At a time that Botswana is trying to fathom what the framers of the constitution intended with regard to the appointment of puisne (regular) High Court judges, a judgement from the Burundian Constitutional Court provides interesting insights – and similarities. The latter court was seized with a matter in which 14 senators requested the interpretation of Articles 96 and 302 of the Constitution. Article 96 reads as follows:
“The President of the Republic is elected by direct universal suffrage for five years renewable once” while Article 302 reads as follows: “Exceptionally, the first President of the Republic of the post-transition period is elected by the [elected] National Assembly and the elected Senate meeting in Congress, with a majority of two thirds of the members. In its judgement, the court says that in order to analyze the provisions for which interpretation is being sought, there is need to, first of all, remember the background against which and when they were drafted. “Although it may not be difficult to interpret the letter of Article 96, the same cannot be said of Article 302. The word “exceptionally” casts doubt on the real intentions of the drafters of the Constitution. In order to understand the spirit of the Constitution, it is useful to first, understand the document which mostly inspired the drafters of the 2005 Constitution.
To establish the intention of the drafters, one may examine the documents which inspired the Burundian drafters and therefore, special attention will be given to the Arusha Peace and Reconciliation Agreement for Burundi, a genuine, unavoidable and indispensable document from which the inspiration was drawn by the Burundian Constitution drafters,” reads the judgement in translation from the original French of the Burundian court. Signed on June 21, 1998 in Arusha, Tanzania, the Arusha Peace and Reconciliation Agreement for Burundi ended years of civil war in the turbulent East African nation. The talks between the warring factions were facilitated by former Tanzanian president, Julius Nyerere and then South African president, Nelson Mandela. Both men are now deceased.

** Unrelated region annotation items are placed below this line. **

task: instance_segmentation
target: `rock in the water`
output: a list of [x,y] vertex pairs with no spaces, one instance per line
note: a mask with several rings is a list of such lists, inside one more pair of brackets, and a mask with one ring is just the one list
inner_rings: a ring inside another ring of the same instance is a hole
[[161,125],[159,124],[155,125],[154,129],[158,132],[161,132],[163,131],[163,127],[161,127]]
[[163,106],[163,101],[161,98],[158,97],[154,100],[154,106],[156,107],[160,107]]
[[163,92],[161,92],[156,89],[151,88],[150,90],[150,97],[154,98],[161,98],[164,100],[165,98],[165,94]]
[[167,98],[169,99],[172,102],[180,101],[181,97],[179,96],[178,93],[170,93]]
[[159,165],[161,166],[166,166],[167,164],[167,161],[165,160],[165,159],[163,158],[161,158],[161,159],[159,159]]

The judgement says that “it is useful to recall that the Arusha Peace and Reconciliation Agreement underwent a juridification process in order to make it part of the national legal system” and that “the interpretation of the provisions in question will require trying to establish what the lawmakers had in mind when they were drafting the fundamental law of 2005.” The process of trying to understand the intention of the constitution’s framers could be as paramount here at home when the High Court considers the matter of who between the president and the Judicial Services Commission (JSC) should appoint puisne judges. In place of the Arusha Peace and Reconciliation Agreement for Burundi, one of the documents that the Botswana High Court may have to rely on is the minutes of the Independence Conference that was held at Marlborough House, London in February 1966.
Initially, the draft constitution prescribed that the JSC should appoint judges but when it was reviewed, M. G. de Winton, the legal advisor to the United Kingdom team, pointed out that “It was usual for the President to be formally responsible.” The result was that “The Conference agreed that puisne judges should be formally appointed by the President, acting on the advice of the Judicial Services Commission.” The final version that is now contained in Section 96 of the Botswana constitution says that while the president shall be solely responsible for the appointment of the Chief Justice, “the other judges of the High Court shall be appointed by the President, acting in accordance with the advice of the Judicial Service Commission.” “In accordance with” seems to be causing a lot of headache. It has emerged that while the JSC had recommended Omphemetse Motumise in the last selection round, President Ian Khama decided otherwise.
In its position paper on this matter, the Law Society of Botswana, which has announced plans to take the matter to court, says that “in accordance with” doesn’t give the president wiggle room for discretion, that he necessarily has to appoint the person recommended to him by the JSC. The Burundi Constitutional Court was considering a matter relating to a bid by the incumbent president, Pierre Nkurunziza, to run for another term and ultimately ruled that his candidature was constitutional. The court found that the president could run because his first term, when he was picked by parliament rather than by popular vote, did not count. Interestingly, the vice president of the Burundi Constitutional Court, Justice Sylvere Nimpagaritse, fled the country before the judgement was handed down.
He later told AFP that he and his colleagues had come under enormous pressure from senior government figures and even had death threats made against them if they didn’t rubberstamp Nkurunziza’s candidature. Justice Nimpagaritse claimed that a majority of the court’s seven judges believed it would be unconstitutional for Nkurunziza to stand again but all knew better than to write a dissenting view. More interesting and telling of how imperfect the judicial system is, legally this judgement (which was made by the highest court in the land) remains valid despite the fact that judges made it under duress.